Activists hold 'no-confidence' rally
Ratsadon group stages colourful protest outside Parliament following censure debate
published : 20 Feb 2021 at 20:16
writer: Online Reporters
A few hundred activists gathered on Saturday evening for what they called a people’s no-confidence debate outside Parliament amid tight security provided by 4,000 police officers on rotating shifts.
The event came hours after a series of votes inside the legislative chamber, where Prime Minister Prayut Chan-o-cha and his nine cabinet ministers survived a censure debate as coalition MPs closed ranks around them.
The evening activity was held by the United Front of Thammasat and Demonstration, a student group under the umbrella of the broader Ratsadon or People’s Movement, outside the Parliament complex at the Kiak Kai intersection.
The rally was preceded by rumours that its guards would be armed with 40 ping-pong bombs, a claim denied by Panusaya “Rung” Sithijirawattanakul, a core leader who insisted the demonstration would be peaceful.
Organisers on Saturday handed out pamphlets on civil disobedience and participants were asked not to carry with them any kind of weapons, especially bombs, guns and firecrackers.
The precaution was taken in order to avoid a repeat of last Saturday, when a number of protesters were seen throwing stones and objects and splashing paint at a stationary line of police. Most of the violence took place after the majority of demonstrators had dispersed peacefully.
The demonstrators’ demands remain the same — Gen Prayut’s resignation, a rewrite of the constitution and reform of the monarchy.
The demonstrators were asked to make their own placards to send messages to the government. Most of them focus on Section 112 and the need for monarchy reform.

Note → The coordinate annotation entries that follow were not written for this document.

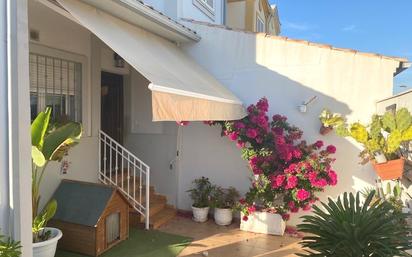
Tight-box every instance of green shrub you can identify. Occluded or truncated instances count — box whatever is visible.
[298,191,412,257]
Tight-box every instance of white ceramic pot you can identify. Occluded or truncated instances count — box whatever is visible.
[192,206,209,222]
[214,208,233,226]
[33,227,63,257]
[240,212,286,236]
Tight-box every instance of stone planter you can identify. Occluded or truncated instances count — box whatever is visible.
[240,212,286,236]
[192,206,209,222]
[214,208,233,226]
[372,159,405,180]
[33,227,63,257]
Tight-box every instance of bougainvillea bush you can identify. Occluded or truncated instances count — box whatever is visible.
[205,98,337,221]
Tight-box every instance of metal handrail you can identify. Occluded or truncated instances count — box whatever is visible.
[99,130,150,229]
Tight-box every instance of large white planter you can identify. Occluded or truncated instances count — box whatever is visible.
[214,208,233,226]
[33,227,63,257]
[192,206,209,222]
[240,212,286,236]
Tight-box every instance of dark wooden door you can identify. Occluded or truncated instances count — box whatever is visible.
[100,72,123,144]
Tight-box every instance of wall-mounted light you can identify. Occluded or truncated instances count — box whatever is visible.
[298,96,318,113]
[113,53,125,68]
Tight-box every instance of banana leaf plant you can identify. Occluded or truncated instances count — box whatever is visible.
[31,108,82,242]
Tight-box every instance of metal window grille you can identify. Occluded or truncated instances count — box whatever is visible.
[106,212,120,245]
[30,53,82,122]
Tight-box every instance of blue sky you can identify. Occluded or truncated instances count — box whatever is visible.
[270,0,412,93]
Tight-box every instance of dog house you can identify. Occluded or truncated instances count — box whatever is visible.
[48,180,130,256]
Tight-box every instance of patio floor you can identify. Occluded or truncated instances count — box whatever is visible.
[159,217,303,257]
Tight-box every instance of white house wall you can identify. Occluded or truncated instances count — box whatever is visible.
[178,23,398,224]
[376,90,412,114]
[144,0,224,24]
[29,0,101,208]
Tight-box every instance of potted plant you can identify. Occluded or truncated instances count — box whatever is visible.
[319,108,345,135]
[31,108,82,257]
[297,191,412,256]
[187,177,212,222]
[210,186,239,226]
[0,230,21,257]
[336,108,412,180]
[205,98,337,235]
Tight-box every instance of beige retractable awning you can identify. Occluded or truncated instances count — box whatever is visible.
[58,0,246,121]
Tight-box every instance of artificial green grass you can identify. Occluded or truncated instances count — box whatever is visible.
[55,229,192,257]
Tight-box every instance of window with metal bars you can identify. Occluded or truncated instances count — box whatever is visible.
[30,53,82,122]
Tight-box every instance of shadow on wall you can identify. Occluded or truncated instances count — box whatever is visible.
[178,23,382,224]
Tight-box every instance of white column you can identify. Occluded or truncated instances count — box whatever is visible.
[0,0,32,257]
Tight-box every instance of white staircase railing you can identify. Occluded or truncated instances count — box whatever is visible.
[99,131,150,229]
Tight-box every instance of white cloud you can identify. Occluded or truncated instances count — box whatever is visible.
[282,21,315,31]
[342,24,356,31]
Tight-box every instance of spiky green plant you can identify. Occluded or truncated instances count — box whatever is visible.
[31,108,82,242]
[336,108,412,163]
[298,191,412,257]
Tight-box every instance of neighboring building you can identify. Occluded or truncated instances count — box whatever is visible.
[376,89,412,113]
[226,0,280,35]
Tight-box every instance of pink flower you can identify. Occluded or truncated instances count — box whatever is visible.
[328,170,338,186]
[282,213,290,221]
[272,175,286,188]
[313,140,323,148]
[302,203,312,211]
[285,176,298,189]
[246,128,258,138]
[312,178,328,187]
[235,121,246,130]
[236,140,246,148]
[227,132,237,141]
[256,97,269,112]
[176,121,189,126]
[326,145,336,154]
[296,188,310,201]
[272,127,283,136]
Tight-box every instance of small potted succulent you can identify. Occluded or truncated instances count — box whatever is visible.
[187,177,212,222]
[336,108,412,180]
[319,109,345,135]
[210,186,239,226]
[31,108,82,257]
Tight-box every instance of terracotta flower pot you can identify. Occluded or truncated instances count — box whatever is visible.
[319,125,333,136]
[372,159,405,180]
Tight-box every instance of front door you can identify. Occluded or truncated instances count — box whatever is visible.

No stage was set up but key members addressed the crowd from a pickup truck.
Organisers announced an end to the peaceful event shortly before 9pm.
Meanwhile, a group calling itself the “Progressive Red” started gathering near the Democracy Monument at about 3.30pm, with food supplies and a pickup truck equipped with loudspeakers.
They claimed they did not know the rally site was at Parliament. However, they remained where they were because the protest site there would not be safe if there were a clash between protesters and the police.
At Sanam Luang, razor wire and barriers made of double-stacked containers were put up around the Royal Palace. Authorities explained they needed to protect important sites, even though protest organisers had said they had no intention of going to the area.
Also on Sunday, more people joined the march from Nakhon Ratchasima to Bangkok led by the Dao Din group to campaign for the release of four activists held during pre-trial on lese majeste charges. Among them was the mother of Parit “Penguin” Chiwarak, one of the four who had been denied bail twice.